The planning board must decide whether the project could produce enough potential impacts to merit a full environmental impact statement under the State Environmental Quality Review Act (SEQRA). A full environmental impact statement is typically a years-long process that involves input from — in the Kingstonian’s case — 10 “involved agencies” and the public. An initial “scoping document” identifies potential negative impacts ranging from traffic congestion to stress on public services. Developers are then directed to produce detailed plans to mitigate or eliminate those impacts. An initial draft of the environmental impact statement then goes up for additional public comment; developers may be asked to produce additional studies before the final statement is accepted as complete and the project can proceed.
Developers of the Kingstonian are currently conducting their own studies on the project’s potential impact on traffic, stormwater runoff and water and sewer infrastructure.

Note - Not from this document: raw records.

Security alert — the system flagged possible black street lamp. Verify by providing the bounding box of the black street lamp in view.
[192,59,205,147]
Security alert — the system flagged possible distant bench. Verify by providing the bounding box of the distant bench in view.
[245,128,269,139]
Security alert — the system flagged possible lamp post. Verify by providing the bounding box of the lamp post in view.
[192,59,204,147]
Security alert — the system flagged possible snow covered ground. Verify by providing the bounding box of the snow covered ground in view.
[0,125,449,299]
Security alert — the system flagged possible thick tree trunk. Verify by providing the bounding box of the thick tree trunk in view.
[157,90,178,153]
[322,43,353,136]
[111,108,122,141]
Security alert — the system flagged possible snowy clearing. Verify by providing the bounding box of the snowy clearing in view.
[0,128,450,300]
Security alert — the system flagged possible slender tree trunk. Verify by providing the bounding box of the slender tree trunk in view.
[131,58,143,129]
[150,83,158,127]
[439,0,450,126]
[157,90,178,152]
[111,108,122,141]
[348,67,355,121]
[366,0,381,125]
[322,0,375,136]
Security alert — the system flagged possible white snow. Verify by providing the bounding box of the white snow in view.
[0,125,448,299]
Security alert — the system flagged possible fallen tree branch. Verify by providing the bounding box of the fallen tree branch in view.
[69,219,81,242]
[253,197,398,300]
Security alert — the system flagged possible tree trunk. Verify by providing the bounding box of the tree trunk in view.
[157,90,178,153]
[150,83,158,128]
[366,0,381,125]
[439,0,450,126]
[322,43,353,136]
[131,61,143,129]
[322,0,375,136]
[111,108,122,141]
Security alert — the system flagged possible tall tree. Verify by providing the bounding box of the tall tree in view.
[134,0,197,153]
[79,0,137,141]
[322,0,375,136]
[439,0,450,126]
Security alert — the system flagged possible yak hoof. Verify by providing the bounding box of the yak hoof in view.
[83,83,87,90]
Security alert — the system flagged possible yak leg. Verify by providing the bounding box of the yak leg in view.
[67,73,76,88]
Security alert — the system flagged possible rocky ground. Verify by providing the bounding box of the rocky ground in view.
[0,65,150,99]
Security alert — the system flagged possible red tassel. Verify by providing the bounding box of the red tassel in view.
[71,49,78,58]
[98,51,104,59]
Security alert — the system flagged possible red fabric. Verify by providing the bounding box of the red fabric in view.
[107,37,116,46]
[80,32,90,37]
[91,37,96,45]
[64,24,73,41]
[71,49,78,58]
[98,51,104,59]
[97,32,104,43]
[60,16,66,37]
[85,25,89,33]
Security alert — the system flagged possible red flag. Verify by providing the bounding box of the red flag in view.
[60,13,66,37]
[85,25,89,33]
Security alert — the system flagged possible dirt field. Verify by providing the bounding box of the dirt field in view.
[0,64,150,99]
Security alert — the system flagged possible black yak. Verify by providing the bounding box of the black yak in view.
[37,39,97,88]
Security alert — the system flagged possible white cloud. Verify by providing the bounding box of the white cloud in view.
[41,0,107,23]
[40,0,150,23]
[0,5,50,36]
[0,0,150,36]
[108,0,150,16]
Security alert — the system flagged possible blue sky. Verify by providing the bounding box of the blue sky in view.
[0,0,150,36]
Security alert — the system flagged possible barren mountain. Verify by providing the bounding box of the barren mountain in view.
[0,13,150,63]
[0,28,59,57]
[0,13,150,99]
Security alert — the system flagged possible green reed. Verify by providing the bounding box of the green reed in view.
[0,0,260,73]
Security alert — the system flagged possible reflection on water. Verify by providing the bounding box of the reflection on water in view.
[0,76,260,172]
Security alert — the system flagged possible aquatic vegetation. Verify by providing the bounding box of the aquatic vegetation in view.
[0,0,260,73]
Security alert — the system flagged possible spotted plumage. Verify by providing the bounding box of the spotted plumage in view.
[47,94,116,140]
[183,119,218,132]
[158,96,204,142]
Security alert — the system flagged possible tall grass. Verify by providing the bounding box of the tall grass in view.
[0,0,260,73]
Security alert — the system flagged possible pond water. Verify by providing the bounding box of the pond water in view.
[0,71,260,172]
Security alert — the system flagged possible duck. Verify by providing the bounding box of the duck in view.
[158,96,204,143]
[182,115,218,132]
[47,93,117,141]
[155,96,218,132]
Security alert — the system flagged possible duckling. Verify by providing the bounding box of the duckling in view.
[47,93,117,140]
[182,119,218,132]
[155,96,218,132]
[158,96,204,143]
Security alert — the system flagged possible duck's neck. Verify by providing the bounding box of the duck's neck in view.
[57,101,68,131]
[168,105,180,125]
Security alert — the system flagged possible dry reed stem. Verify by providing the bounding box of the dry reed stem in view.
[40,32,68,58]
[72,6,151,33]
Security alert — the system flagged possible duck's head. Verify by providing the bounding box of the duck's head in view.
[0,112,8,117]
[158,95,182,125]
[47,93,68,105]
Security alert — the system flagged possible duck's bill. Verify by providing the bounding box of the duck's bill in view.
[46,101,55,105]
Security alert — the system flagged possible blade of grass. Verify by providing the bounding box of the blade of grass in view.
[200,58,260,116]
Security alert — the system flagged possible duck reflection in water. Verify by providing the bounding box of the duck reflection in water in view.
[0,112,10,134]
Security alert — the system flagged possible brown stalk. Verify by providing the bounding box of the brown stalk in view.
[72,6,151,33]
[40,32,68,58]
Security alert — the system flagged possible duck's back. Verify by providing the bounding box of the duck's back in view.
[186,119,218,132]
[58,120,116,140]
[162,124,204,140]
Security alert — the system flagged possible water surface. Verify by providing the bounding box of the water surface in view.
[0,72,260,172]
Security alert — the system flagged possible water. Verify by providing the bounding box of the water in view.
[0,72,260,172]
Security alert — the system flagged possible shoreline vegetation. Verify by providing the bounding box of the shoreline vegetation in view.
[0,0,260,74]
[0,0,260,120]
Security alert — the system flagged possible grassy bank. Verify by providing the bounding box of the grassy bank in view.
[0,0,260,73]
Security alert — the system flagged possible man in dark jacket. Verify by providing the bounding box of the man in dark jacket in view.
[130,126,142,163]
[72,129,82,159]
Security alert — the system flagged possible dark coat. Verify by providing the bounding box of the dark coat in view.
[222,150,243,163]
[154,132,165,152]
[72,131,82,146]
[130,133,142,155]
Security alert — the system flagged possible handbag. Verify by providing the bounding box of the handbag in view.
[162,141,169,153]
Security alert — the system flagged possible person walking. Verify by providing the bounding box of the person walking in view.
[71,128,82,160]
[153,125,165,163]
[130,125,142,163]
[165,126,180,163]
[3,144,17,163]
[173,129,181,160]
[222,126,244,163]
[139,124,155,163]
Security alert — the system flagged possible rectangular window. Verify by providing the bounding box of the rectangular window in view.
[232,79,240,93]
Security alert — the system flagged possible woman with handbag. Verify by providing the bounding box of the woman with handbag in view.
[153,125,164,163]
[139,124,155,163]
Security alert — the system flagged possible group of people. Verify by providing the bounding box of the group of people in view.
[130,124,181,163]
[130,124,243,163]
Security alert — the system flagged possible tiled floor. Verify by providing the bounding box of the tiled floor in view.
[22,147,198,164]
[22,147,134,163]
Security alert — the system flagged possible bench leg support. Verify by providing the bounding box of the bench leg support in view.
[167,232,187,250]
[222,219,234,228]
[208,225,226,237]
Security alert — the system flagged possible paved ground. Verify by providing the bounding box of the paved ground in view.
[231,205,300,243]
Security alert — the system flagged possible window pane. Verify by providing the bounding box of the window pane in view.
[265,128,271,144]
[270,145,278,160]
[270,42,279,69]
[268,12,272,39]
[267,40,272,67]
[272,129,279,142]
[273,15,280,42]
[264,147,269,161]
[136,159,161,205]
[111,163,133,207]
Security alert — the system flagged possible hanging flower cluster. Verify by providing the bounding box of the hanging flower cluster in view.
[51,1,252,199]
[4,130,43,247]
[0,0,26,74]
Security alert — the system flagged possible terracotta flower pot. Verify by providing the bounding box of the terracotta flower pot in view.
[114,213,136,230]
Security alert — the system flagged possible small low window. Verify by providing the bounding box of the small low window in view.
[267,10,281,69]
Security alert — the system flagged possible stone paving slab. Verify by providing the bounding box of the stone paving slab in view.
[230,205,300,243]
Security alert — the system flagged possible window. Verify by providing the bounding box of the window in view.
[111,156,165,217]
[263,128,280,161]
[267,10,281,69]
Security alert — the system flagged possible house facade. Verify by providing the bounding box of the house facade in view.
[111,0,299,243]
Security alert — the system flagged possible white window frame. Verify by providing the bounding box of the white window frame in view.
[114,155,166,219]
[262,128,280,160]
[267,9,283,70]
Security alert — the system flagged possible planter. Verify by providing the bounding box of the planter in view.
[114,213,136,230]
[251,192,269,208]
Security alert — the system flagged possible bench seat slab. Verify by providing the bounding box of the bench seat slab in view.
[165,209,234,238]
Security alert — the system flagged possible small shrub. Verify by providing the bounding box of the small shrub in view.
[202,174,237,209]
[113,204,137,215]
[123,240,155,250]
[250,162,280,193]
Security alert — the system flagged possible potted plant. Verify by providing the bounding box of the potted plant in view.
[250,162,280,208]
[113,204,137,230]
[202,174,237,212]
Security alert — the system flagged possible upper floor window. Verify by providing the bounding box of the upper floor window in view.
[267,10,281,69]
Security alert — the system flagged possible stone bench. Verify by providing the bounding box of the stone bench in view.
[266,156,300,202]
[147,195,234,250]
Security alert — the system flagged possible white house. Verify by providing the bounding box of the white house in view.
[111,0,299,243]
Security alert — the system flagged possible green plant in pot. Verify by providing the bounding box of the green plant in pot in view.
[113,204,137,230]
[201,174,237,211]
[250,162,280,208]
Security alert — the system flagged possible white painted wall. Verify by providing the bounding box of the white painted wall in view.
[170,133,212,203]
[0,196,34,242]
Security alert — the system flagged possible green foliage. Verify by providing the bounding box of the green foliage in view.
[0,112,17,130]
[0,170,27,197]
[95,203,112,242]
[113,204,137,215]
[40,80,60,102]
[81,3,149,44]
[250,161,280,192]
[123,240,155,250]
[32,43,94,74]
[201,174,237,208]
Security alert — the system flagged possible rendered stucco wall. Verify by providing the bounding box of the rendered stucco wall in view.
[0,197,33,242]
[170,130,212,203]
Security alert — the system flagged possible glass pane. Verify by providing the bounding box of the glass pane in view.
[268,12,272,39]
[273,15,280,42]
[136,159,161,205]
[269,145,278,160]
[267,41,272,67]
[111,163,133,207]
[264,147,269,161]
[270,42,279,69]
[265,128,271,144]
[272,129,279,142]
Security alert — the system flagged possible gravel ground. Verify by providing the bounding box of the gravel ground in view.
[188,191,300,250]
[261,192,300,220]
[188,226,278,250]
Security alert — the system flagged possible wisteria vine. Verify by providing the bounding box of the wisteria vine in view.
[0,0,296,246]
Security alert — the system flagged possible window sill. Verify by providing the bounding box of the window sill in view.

The developers have also engaged SUNY New Paltz archaeologist Joseph Diamond to survey potential archaeological resources at the site. The planning board could accept those studies as sufficient and green-light the project without a full environmental impact statement process.
Dennis Larios is a civil engineer with long experience in Kingston. He’s currently working with JM Development Group on the Kingstonian project. Earlier this month, in a Facebook post, Larios suggested that his clients would likely walk away from the project if the planning board issues a “Positive declaration of environmental significance.”

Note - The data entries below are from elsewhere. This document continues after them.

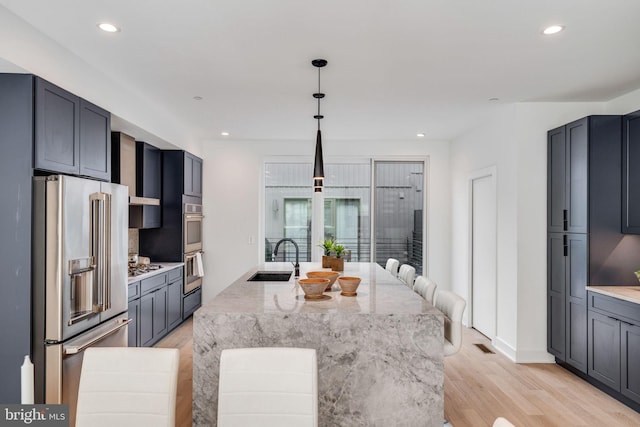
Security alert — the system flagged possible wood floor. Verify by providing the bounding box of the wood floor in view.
[156,319,640,427]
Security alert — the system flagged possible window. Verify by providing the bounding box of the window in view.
[264,159,424,272]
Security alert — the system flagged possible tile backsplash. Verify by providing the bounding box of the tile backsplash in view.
[128,228,140,254]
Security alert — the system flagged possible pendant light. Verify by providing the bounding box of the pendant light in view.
[311,59,327,193]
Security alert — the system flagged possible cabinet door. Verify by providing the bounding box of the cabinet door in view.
[80,99,111,181]
[153,286,168,341]
[184,152,202,197]
[565,117,589,233]
[588,310,620,391]
[547,126,568,232]
[128,299,140,347]
[622,111,640,234]
[620,322,640,403]
[564,234,588,374]
[138,292,156,347]
[33,78,80,175]
[167,279,182,330]
[547,233,567,361]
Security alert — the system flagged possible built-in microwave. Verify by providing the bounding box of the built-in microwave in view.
[183,203,204,254]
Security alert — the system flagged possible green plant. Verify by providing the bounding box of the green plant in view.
[318,238,334,256]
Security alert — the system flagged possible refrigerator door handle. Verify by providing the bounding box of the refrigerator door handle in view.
[64,319,131,356]
[90,193,111,312]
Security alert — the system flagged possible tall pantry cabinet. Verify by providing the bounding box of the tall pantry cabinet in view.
[547,116,622,374]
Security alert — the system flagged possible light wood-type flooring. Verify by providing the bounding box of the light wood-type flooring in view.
[156,319,640,427]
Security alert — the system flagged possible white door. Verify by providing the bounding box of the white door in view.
[471,174,497,339]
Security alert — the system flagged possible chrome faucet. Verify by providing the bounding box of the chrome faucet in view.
[271,238,300,277]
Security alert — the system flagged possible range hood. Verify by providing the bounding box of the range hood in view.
[111,132,160,206]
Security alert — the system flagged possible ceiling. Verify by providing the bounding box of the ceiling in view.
[0,0,640,144]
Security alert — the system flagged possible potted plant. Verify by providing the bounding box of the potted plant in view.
[318,237,334,268]
[331,243,346,271]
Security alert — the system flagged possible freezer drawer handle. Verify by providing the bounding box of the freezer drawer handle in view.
[64,319,131,355]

Discussing his statement with Kingston Times, Larios said that he had not discussed the issue with the developers before his post, but based his assessment on his experience with the SEQRA process.
“That’s my opinion based on the time it takes to go through the [full environmental impact statement] process,” said Larios. “It adds anywhere from two to 10 years until you can do anything and it just saps the energy out of the project. Very few of those projects ever get built.”

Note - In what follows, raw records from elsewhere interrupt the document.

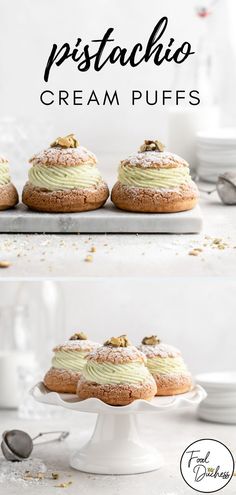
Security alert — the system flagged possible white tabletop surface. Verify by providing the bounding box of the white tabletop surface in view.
[0,191,236,279]
[0,409,236,495]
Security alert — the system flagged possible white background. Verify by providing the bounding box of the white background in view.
[0,277,236,373]
[0,0,236,177]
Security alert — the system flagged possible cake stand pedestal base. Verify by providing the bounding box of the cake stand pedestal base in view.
[70,414,162,474]
[31,382,206,474]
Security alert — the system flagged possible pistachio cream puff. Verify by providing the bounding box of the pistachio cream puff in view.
[44,332,99,394]
[138,335,192,395]
[0,156,19,210]
[111,140,198,213]
[22,134,109,213]
[77,335,156,406]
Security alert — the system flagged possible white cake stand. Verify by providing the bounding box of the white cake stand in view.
[31,382,206,474]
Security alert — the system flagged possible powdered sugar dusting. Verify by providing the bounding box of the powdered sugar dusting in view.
[138,342,181,358]
[121,151,189,168]
[87,346,146,364]
[29,146,97,167]
[0,156,8,164]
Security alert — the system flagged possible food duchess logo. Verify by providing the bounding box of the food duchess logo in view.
[40,17,200,106]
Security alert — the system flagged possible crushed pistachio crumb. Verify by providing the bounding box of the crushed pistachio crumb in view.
[70,332,88,340]
[139,139,165,152]
[104,335,131,347]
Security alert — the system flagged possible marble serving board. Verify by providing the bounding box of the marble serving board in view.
[0,202,202,234]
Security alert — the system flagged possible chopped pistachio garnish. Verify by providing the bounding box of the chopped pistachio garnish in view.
[104,335,131,347]
[70,332,88,340]
[50,134,79,148]
[139,139,165,152]
[142,335,160,345]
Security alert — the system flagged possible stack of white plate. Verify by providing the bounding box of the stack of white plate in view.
[196,372,236,424]
[196,128,236,182]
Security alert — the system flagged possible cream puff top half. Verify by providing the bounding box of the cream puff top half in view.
[118,151,195,191]
[52,340,100,373]
[28,138,103,191]
[82,345,152,386]
[138,343,188,375]
[0,157,11,186]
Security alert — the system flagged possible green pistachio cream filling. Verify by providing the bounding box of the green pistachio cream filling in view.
[83,360,150,385]
[28,164,102,191]
[118,165,192,190]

Larios also suggested that a full statement would be inappropriate for a project like the Kingstonian. The process, he said, was designed for very large projects, like the now-defunct proposal by the AVR Development Group that would have added more than 2,000 units of new housing and effectively created an entire new neighborhood along the city’s Hudson River waterfront.
The Kingstonian, meanwhile, would occupy space that had been previously developed. One site on the project’s footprint had been a seven-story Montgomery Ward department store and a freestanding parking garage. The site of the proposed hotel is a warehouse and had once been the Kingstonian Hotel.
“This is not that big of a project,” said Larios. “And you’re building on sites that have been built on before.”
Despite Larios’ contention, there is precedent for a positive declaration for a project at the site. In the early 2000’s the New Jersey-based Teicher Organization sought to build on the same parcel currently slated to hold the Kingstonian’s apartment and parking structure. The Teicher plan was larger than the Kingstonian, with a 600-space garage and 260 units of housing in a 12-story tower that drew fierce opposition from local preservationists. After the planning board issued a positive declaration of environmental significance, developers spent several years developing a statement before walking away, citing the length, expense and unclear outcome of the process.
Principals at JM Development Group did not say what a positive declaration would mean for the project. In a prepared statement, Joe Bonura Jr. and Brad Jordan wrote the following: “We have not commented ourselves on what we would do should a positive declaration be issued by the City of Kingston Planning Board. We have elected to instead concentrate on doing all things necessary and prudent in order to properly address SEQRA procedurally and substantively. The reasons many developers stop pursuing projects after the issuance of a positive declaration of environmental significance are the associated unknowns and financial impacts that may make a project no longer feasible. Issues such as time delays, potential interest rate movements, changes in the market and/or political climate, upfront developer fees and the extent of SEQRA review procedures all may contribute to a reassessment of a proposed development.”